RELUCTANT PRESS
I listened to these exchanges with a thumping heart. To say the least, I felt utterly betrayed. I shrank inwardly and felt a little weak at the knees.
Doreen entered. She was large woman without being fat. She was more than passably attractive with a slightly larger-than life theatrical manner; had I been older and wiser, I would have realised that she would have taken the sight of a 16 year old boy dressed in woman's clothes and make up completely in her stride and relish it to the full, which, of course, is exactly what she did.
"DOUG," she shrilled. "how utterly deeevine you look! Stand up, let so have a good look at you." She paused to drink me in. "Dahling, you look an absolute hoot; I don't think I have enjoyed a sight so much since I saw Julian Eltinge in a drag show seven years ago." (Julian Eltinge was a well known American female impersonator of the pre-WW period although he was still making films in the late twenties.) Doreen's joyful acceptance of me soothed my ruffled feathers.

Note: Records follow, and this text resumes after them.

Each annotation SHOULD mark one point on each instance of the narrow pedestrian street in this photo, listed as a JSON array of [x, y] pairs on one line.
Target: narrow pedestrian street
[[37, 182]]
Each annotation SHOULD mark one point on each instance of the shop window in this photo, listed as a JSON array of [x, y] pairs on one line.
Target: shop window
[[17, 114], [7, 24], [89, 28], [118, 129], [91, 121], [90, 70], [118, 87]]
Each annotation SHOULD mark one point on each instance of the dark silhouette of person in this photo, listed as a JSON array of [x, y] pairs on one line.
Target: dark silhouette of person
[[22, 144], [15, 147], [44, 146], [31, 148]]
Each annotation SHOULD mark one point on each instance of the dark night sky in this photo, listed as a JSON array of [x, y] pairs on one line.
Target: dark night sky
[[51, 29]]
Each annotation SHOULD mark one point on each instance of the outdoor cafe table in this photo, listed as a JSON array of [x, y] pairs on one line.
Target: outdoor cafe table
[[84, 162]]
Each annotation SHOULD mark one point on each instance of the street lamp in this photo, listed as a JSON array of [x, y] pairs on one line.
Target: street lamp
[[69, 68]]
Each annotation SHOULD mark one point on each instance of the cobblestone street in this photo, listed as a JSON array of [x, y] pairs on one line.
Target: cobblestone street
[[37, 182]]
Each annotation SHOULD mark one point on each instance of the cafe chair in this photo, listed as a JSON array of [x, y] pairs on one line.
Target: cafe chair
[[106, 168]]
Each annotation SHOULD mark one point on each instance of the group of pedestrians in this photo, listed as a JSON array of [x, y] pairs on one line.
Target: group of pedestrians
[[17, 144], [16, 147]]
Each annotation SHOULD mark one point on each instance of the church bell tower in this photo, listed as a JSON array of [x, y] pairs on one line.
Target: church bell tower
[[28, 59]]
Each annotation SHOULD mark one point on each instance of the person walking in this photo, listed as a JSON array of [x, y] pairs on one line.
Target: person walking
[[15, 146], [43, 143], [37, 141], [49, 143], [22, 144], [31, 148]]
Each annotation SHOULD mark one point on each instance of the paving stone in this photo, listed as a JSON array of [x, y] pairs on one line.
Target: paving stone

I stood up for her inspection. My smooth stockinged legs did not escape her attention.
"And those superb legs; you make a perfect model for woman's shoes and stockings. You MUST be wearing a girdle or those stockings wouldn't stay up so well. Mavis, love, is it my old girdle he has on?" called out Doreen, but at that Moment Mom entered with drinks on a tray.
"So what do you think of him?" asked Mom, smiling gleefully. "It all started with my using Doug to help me with the hem of that new frock I'm turning out but it's impossibly difficult to do one's own hem and get it right so I simply HAD to have a model for a price, mind you, he's costing me a small fortune," this last, teasingly. "Anyway, one thing led to another and, voila, I transformed a son into a daughter. I did so wish Doug had been a girl; the layette I had was entirely pink and I was going to call her Joyce."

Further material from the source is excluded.